A pivotal moment in my career took place on November 8, 1999. I attended Peter Shor’s Dickson Prize lecture on Quantum Computing at Carnegie Mellon University. Most of Shor’s lecture concerned his famous algorithm, which went straight into one of my ears and out the other. I perked up toward the end of his talk when Shor mentioned a proposal to build a quantum computer out of spins in silicon. Bruce Kane, working in Australia at the time, conceptualized a way for silicon — our mainstay material of the First Quantum Revolution — to succeed yet again in the quantum realm. Now known as the “Kane quantum computer”, Kane showed how the DiVincenzo criteria might be satisfied. Twenty five years later, Kane’s revolutionary ideas are being realized in Australia and in laboratories around the world.

I looked at Kane’s paper and wondered how the materials I had been working with — complex oxides — might help. Materials like SrTiO3 and BaTiO3 are ferroelectrics and have spontaneous polarizations that can be programmed at extreme nanoscale dimensions. I thought about how nonlinear optical properties of ferroelectric materials might be used to address some technical challenges in a spins-in-silicon-style quantum computing architecture.

At the same time, a DARPA program solicitation called QuIST (Quantum Information Science and Technology) was announced, aiming to build quantum computers. Motivated by the funding opportunity, I developed a proposal for a quantum information processor that combined ferroelectric and nonlinear optical properties of ferroelectric materials coupled to silicon-germanium quantum dots. And I assembled a formidable team to help realize these ideas.

With fingers crossed, we submitted the proposal.

Because proposal success is never guaranteed, I decided to write up the key ideas of my proposal and submit them for publication. I also posted the manuscript on the ArXiv (https://arxiv.org/pdf/quant-ph/0101026).

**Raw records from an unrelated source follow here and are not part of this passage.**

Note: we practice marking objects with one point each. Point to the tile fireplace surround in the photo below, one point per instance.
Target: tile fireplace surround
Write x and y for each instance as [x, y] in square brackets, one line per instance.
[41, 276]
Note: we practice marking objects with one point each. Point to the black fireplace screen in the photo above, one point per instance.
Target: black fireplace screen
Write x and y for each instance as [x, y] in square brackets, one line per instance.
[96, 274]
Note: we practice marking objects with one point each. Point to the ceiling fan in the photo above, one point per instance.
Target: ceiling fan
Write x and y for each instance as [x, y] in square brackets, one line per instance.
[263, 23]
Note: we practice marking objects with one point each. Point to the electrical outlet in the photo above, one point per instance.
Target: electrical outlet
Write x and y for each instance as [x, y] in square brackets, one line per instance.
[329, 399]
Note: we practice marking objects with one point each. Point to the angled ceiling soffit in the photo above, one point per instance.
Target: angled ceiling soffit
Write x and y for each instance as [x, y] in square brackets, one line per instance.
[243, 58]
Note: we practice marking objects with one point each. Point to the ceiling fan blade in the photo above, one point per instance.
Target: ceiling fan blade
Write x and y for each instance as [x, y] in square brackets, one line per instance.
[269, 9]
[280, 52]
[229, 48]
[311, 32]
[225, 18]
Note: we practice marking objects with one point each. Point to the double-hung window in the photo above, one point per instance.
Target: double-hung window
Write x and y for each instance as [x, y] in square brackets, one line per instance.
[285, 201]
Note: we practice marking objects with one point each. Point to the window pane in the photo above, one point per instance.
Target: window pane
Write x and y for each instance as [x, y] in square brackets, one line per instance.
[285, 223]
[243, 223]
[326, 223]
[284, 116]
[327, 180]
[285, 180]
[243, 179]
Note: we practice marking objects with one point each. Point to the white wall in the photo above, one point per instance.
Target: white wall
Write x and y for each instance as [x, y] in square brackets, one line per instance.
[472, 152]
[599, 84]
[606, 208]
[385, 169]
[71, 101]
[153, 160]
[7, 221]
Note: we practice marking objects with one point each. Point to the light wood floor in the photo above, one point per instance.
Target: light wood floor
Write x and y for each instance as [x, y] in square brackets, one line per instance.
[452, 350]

Shortly after posting my arxiv paper, I received a call from Rodney McKee. He told me that someone approached him with an idea that sounded very similar to mine, and this person was interested in teaming up with him to develop it.

This person had also written a manuscript, which Rodney forwarded to me.

It was my manuscript, word for word, except that my name, institution, and email was removed from the title page, and replaced with that of a stranger. I flipped through the paper and noticed that the figures were not the color versions, but grayscale reproductions that looked to be scanned.

Rodney wanted to know: was this person plagiarizing me, or was I plagiarizing him?

It took me several days to regain my composure. I contacted the relevant Dean of my plagiarizer’s institution, and explained what had happened. Some very rapid backtracking and distancing took place (“he’s an adjunct faculty, he basically doesn’t even work here, etc”). Ultimately, I became convinced that everything was wrapped up.

Except for one thing.

I remember precisely where I was standing, in my laboratory, when the phone rang. It was my plagiarizer. I don’t remember exactly what I said to him during that conversation. But he said one thing that I will never forget: “I hope this doesn’t mean that we can’t still collaborate.”

I think about those words from time to time. How clueless can someone be not to understand how fundamentally wrong it is to steal someone’s ideas without attribution, to plagiarize? Obviously I am not permanently scarred by this incident. My DARPA proposal was selected for funding. Although we did not produce a quantum computer at the end of those five years, the experience fundamentally transformed my thinking as a scientist. I hate to think of what would have happened if my ideas had been successfully stolen from me.